Дюбуа покидает поле боя

   Между тем статус человека-обезьяны Дюбуа оставал­ся неопределенным. Изучая мнения по проблеме питекантропа, берлинский зоолог Вильгельм Дамес (Wilhelm Dames) сумел собрать относящиеся к этому вопросу высказывания ряда ученых. Трое из них утверждали, что Pithecanthropus– это обезьяна; пятеро высказались за то, что он был человеком; шестеро сказали, что это обезьяна-че­ловек; шестеро заявили, что он является недостающим эволю­ционным звеном; еще двое подчеркивали, что он является зве­ном между недостающим звеном и человеком.
   Таким образом, если одни ученые продолжали сомневаться, то другие последовали примеру Хэкеля, объявив яванского человека великолепным доказательством справед­ливости учения Дарвина.

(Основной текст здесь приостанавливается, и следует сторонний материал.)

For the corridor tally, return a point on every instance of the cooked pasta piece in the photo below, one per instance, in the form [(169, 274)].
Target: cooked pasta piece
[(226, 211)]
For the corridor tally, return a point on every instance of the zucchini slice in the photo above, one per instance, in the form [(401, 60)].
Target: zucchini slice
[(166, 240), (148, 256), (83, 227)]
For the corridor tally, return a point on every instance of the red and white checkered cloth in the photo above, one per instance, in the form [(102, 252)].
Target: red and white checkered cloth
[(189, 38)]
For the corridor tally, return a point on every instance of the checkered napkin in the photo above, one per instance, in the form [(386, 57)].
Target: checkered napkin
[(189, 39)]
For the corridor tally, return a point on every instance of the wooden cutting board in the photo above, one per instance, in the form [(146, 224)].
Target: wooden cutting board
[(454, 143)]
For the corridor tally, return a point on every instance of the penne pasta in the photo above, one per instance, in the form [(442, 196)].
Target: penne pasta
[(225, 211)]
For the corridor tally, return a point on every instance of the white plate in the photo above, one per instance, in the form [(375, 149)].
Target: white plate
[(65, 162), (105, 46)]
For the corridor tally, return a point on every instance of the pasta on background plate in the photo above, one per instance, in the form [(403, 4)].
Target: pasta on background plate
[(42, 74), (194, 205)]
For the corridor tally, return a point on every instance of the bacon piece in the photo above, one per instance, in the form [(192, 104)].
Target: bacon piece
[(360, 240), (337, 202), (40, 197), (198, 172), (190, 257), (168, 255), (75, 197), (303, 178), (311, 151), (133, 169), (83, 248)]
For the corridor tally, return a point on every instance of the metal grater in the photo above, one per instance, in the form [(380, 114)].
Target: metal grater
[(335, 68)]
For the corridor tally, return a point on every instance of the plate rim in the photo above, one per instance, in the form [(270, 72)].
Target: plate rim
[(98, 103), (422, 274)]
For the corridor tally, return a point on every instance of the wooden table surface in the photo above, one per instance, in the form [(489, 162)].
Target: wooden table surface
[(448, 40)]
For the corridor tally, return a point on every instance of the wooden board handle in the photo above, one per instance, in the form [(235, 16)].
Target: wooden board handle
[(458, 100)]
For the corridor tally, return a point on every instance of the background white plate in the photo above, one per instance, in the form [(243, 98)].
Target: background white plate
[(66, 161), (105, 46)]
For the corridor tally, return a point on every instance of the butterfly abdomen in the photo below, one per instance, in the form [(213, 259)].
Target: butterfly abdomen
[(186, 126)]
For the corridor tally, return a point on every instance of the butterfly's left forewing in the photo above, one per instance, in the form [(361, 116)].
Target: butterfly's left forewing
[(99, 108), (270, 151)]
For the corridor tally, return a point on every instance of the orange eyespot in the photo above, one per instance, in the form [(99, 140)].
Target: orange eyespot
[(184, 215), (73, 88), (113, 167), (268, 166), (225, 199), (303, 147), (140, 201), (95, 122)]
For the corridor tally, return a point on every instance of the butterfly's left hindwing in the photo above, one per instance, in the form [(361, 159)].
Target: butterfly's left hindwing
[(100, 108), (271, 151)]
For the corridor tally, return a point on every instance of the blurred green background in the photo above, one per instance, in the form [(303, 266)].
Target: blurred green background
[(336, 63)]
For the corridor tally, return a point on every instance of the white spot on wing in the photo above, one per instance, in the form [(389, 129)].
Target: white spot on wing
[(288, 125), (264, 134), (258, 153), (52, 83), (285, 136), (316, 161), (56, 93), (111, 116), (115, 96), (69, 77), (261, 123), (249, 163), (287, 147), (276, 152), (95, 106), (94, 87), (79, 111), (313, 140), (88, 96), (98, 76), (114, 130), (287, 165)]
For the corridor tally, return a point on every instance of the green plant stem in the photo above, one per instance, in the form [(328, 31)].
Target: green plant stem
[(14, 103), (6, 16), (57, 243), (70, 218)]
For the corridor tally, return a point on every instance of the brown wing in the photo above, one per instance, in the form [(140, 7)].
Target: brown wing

Некоторые использовали яванского человека для опровержения утверждения о присутствии че­ловека в третичном периоде. Как мы узнали из Главы 5, У. Х. Холмс не принял во внимание найденные в третичных золотоносных песках Калифорнии каменные орудия труда, потому что «они делали человеческую расу по крайней мере в половину старше, чем Pithecanthropus erectus Дюбуа, а это могло бы означать, что человек развивался сам по себе с само­го начала».
   В конце концов Дюбуа был совершенно разочарован не­определенным отношением научного сообщества к его Pithecanthropus erectus и вообще перестал демонстрировать свои образцы. Говорят даже, что какое-то время он держал их в подвале своего дома. Во всяком случае, они не выставлялись в течение двадцати пяти лет, то есть до 1932 года.
   Несмотря на это, споры вокруг Pithecanthropus erectus не утихали. Директор Института палеонтологии человека в Париже Марселен Буль утверждал, вторя другим ученым, что слой, в котором якобы были найдены череп и бедренная кость питекантропа, содержал также многочисленные кост­ные останки рыб, рептилий и млекопитающих. Но почему, собственно, все должны верить, что череп и бедро когда-то принадлежали одному и тому же существу или даже одному и тому же виду? Как и Вирхов, Буль утверждал, что бедренная кость идентична человеческой, тогда как череп скорее всего принадлежал обезьяне, возможно гигантскому гиббону. В 1941 году директор Кайнозойской исследовательской лаборатории при Объединенном медицинском колледже Пекина д-р Ф. Вайденрайх (F. Weidenreich) заявил, что у него нет основа­ний считать череп и бедренную кость принадлежащими одно­му и тому же существу. Найденная Дюбуа на Яве бедренная кость, отмечал он, очень напоминает кость современного чело­века, а ее изначальное положение в раскапываемом слое не было зафиксировано с необходимой точностью. Современные исследователи попытались установить возраст образцов пу­тем химического анализа, чтобы определить их соответствие фауне среднего плейстоцена в районе Тринила. Однако полу­ченные результаты не позволяют сделать однозначного выво­да.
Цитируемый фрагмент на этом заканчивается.